General McChrystal’s Criticism of the Obama Administration Results in a Change in Personnel

President Obama announced June 23 that he will accept General Stanley McChrystal’s resignation and is replacing him with General David Petraeus. 

 McChrystal’s “poor judgement” resulted in significant  repercussions, but relieving a general of his duties during war is not without precedent because President Truman fired General MacArthur at the height of the Korean War. The general continued to support expanding the war while the president was working towards peace negotiations with North Korea and China.  Truman was clear about his reason for firing MacArthur when he said, “I fired him because he wouldn’t respect the authority of the president.”

Obama said, “This is a change in personnel but it is not a change in policy.”  He continued, “I believe that it is the right decision for our national security. The conduct represented in the recently published article does not meet the standard that should be set by a commanding general.”

Obama acknowledged that it is hard to lose the general, but the “war is bigger than any one man or woman” and that while he welcomes debate among his team, he won’t tolerate division.

The relationship between McChrystal has been a rocky one with a great deal of public attention.  Obama put him in charge of the war in Afghanistan and then last fall, Obama was very angry with McChrystal’s call for more troops in a report that was leaked to the press.  According to a June 22 article on FoxNews.com, “Obama agreed to dispatch an additional 30,000 U.S. troops to Afghanistan only after months of study that many in the military found frustrating. The White House’s troop commitment was coupled with a pledge to begin bringing troops home in July 2011, in what counterinsurgency strategists advising McChrystal regarded as an arbitrary deadline.”

With that deadline a little over a year away, it seems unlikely we’ll be able to meet it given that the Afghanistan government is far from stable. Afghan President Hamid Karzai continues make controversial and troublesome comments.  A June 7 New York times article, “Karzai’s Isolation Worries Afghans and the West” asserts that Karzai is insecure and acts erratically.  It says that this insecurity “has left Mr. Karzai alternately lashing out in anger and searching for new allies, turning to Iran and elements within the Taliban. Both are antagonistic to American interests.”

The Rolling Stone article reports, “In June, the death toll for U.S. troops passed 1,000, and the number of IEDs has doubled. Spending hundreds of billions of dollars on the fifth-poorest country on earth has failed to win over the civilian population, whose attitude toward U.S. troops ranges from intensely wary to openly hostile.
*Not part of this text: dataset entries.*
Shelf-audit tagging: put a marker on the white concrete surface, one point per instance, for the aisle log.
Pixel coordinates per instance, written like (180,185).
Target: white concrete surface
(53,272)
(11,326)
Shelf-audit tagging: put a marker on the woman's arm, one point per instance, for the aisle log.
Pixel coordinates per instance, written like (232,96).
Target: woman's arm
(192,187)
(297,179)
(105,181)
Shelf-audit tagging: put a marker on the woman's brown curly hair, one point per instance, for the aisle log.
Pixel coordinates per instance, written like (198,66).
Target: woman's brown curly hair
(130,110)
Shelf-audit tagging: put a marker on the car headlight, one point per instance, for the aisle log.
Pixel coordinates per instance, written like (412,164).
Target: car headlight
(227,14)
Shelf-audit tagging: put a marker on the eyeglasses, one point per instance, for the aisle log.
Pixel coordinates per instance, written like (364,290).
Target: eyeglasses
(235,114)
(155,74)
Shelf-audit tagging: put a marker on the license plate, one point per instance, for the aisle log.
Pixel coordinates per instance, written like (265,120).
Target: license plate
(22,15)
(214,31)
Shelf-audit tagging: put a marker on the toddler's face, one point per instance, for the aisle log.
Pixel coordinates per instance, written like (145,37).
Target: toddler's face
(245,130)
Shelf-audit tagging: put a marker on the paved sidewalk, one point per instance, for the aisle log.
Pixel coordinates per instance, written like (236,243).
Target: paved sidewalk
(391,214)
The biggest military operation of the year – a ferocious offensive that began in February to retake the southern town of Marja – continues to drag on, prompting McChrystal himself to refer to it as a bleeding ulcer.”

This month Afghanistan officially outpaced Vietnam as the longest war in American history.  Like Vietnam, the constant onslaught of bad news over time has many Americans losing faith in our ability to win this war.

Critical thinkers must ask, can we win this war without our own military leaders’ support of their Commander in Chief and President of the United States?

McChrystal and his team criticized Obama administration officials and Obama personally in an upcoming article for Rolling Stone magazine called, “The Runaway General.” This upcoming article, which appears in the July 8-22 edition, has already launched debate over President Obama’s command of the war in Afghanistan. 

President Obama is the Commander in Chief and we are at war.  In fact, violence continues to increase as counterinsurgency efforts appear to be stalled. Is this the time for criticism or the time for support?  Why would McChrystal consent to an interview with Rolling Stone and how does he have time to critique the administration especially when two of the United State’s biggest allies, the Dutch and the Canadian’s, have recently announced plans to pull their combat troops out of Afghanistan?

McChrystal’s remarks are also confusing because they consist more of personal attacks rather than ones on strategy.  Some argue that his remarks indicate the frustrations of a general who knows he can’t win this war. Did he then make these comments with the hopes of getting a way out?

If Obama can’t rely upon our allies and military leaders for their support, what is left?  Will the change in personnel help Obama maintain control? 

McChrystal issued a statement in Kabul on Tuesday that said, “I extend my sincerest apology for this profile. It was a mistake reflecting poor judgment and should never have happened.” He continued, “I have enormous respect and admiration for President Obama and his national security team, and for the civilian leaders and troops fighting this war and I remain committed to ensuring its successful outcome.” 

It’s interesting that he hasn’t retracted what he said, however.